ELSIcon2022 • Paper • June 3, 2022
Presented by: Sarah Nelson
Jacklyn Dahlquist, Stephanie M. Fullerton
Individual-level genomic, environmental, and linked health outcome data are being generated at unprecedented pace and scale in human biomedical research, posing profound technical and logistical challenges for data storage, sharing, and analysis. In response, new cloud-based computing and storage platforms are being developed to support data processing and analysis, accompanied by efforts to streamline and even partially automate data access. While designed to facilitate collaboration and maximize the scientific utility of costly-to-generate genomic and linked clinical data, the broader ethical implications of the new platforms and procedures remain under-examined by the ELSI community.

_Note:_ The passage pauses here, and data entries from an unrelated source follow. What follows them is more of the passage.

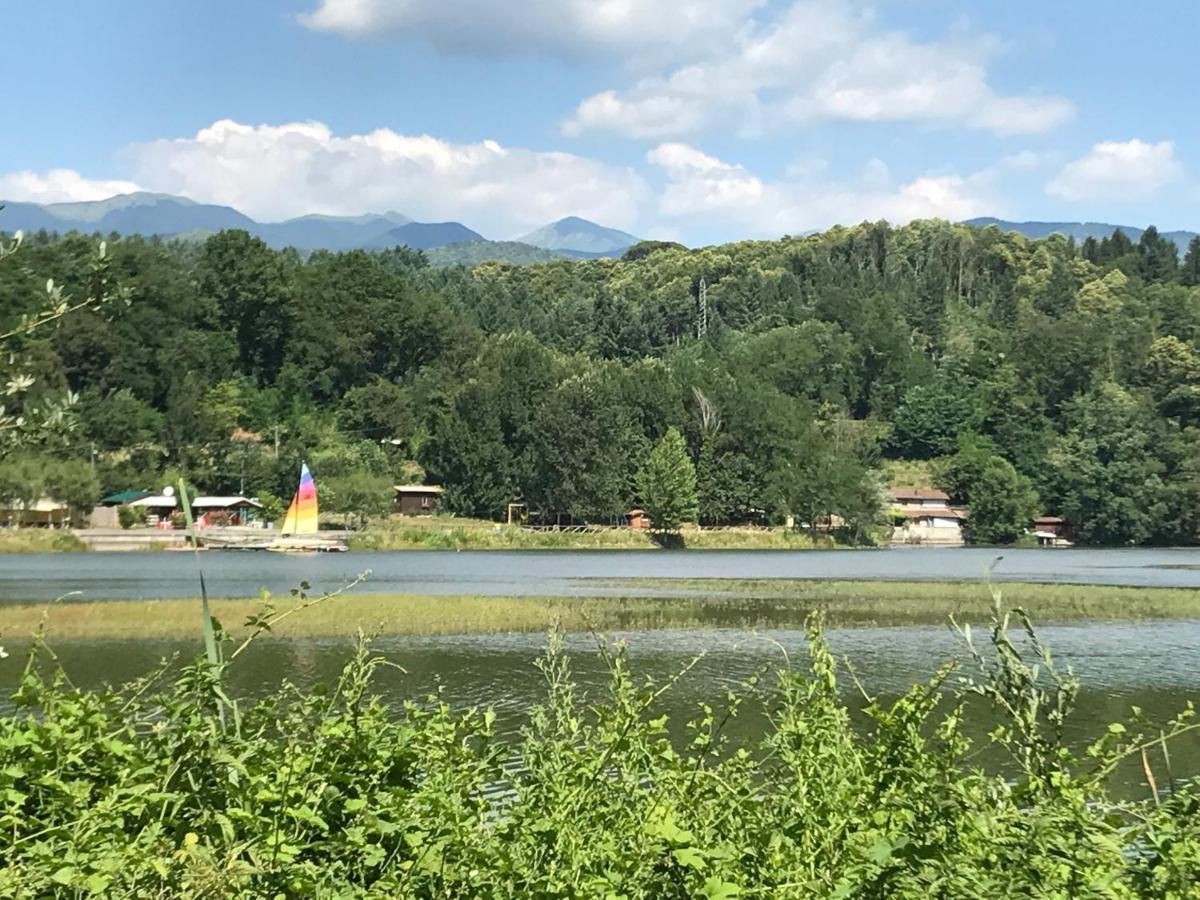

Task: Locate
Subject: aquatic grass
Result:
[347,517,835,551]
[0,528,88,554]
[0,609,1200,900]
[7,580,1200,640]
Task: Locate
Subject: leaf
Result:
[701,875,742,900]
[672,847,706,871]
[863,838,895,865]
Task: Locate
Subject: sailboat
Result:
[268,463,346,553]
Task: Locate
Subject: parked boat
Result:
[266,463,347,553]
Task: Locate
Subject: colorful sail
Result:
[283,463,317,534]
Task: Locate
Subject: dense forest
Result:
[0,212,1200,545]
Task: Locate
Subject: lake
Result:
[0,548,1200,790]
[0,547,1200,601]
[0,622,1200,790]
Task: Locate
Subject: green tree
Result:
[1180,236,1200,288]
[44,460,100,522]
[200,230,290,382]
[1138,226,1180,283]
[320,470,394,528]
[637,427,700,532]
[1050,384,1166,545]
[966,456,1040,544]
[0,454,47,527]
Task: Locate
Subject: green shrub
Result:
[0,609,1200,898]
[116,504,146,528]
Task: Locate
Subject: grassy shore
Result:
[0,528,88,553]
[348,516,834,551]
[0,581,1200,638]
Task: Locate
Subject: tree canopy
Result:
[0,218,1200,544]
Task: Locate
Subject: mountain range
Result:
[962,222,1200,253]
[0,192,1198,265]
[0,192,638,264]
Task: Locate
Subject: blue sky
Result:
[0,0,1200,244]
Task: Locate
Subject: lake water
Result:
[7,547,1200,601]
[0,548,1200,792]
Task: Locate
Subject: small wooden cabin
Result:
[395,485,442,516]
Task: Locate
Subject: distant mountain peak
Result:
[516,216,640,256]
[367,222,484,250]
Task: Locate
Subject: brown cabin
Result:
[1033,516,1075,547]
[395,485,442,516]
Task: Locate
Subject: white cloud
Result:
[563,0,1072,138]
[128,120,648,236]
[0,169,142,203]
[647,144,997,236]
[300,0,764,59]
[1046,138,1182,200]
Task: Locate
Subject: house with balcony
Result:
[888,487,967,547]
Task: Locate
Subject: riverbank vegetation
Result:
[0,605,1200,900]
[347,516,836,551]
[7,222,1200,545]
[0,578,1200,641]
[0,528,88,554]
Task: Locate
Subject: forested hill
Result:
[0,222,1200,544]
[962,216,1200,253]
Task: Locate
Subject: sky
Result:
[0,0,1200,246]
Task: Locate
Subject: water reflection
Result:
[0,622,1200,785]
[7,547,1200,601]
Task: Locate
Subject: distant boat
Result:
[266,463,346,553]
[280,463,317,536]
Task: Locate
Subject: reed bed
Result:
[0,580,1200,638]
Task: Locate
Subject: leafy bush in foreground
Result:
[0,617,1200,899]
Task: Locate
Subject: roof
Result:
[888,487,950,503]
[192,497,263,509]
[100,491,150,505]
[893,506,967,520]
[0,497,67,512]
[130,493,179,509]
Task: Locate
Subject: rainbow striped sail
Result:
[283,463,317,534]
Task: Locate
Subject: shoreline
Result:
[0,580,1200,642]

To better understand the impact of these new approaches on data stewardship, we conducted a landscape analysis of four newly developed NIH-supported cloud platforms: the NHLBI BioData Catalyst, the NHGRI AnVIL (Analysis, Visualization, and Informatics Lab-space), Kids First Data Resource Portal, and the All of Us Research Hub, as well as two predecessor data sharing platforms, the NCBI Database of Genotypes and Phenotypes (dbGaP) and the NCI Genomic Data Commons. In this presentation we report initial findings based in a content analysis of platform documentation, participant observation of platform developer discussions, and key informant interviews with platform developers and related leadership. Our observations suggest that while cloud-based platforms help centralize data storage and analysis, distributed approaches to managing data access complicate the roles and responsibilities of data stewards, with potential implications for both participant and public trust.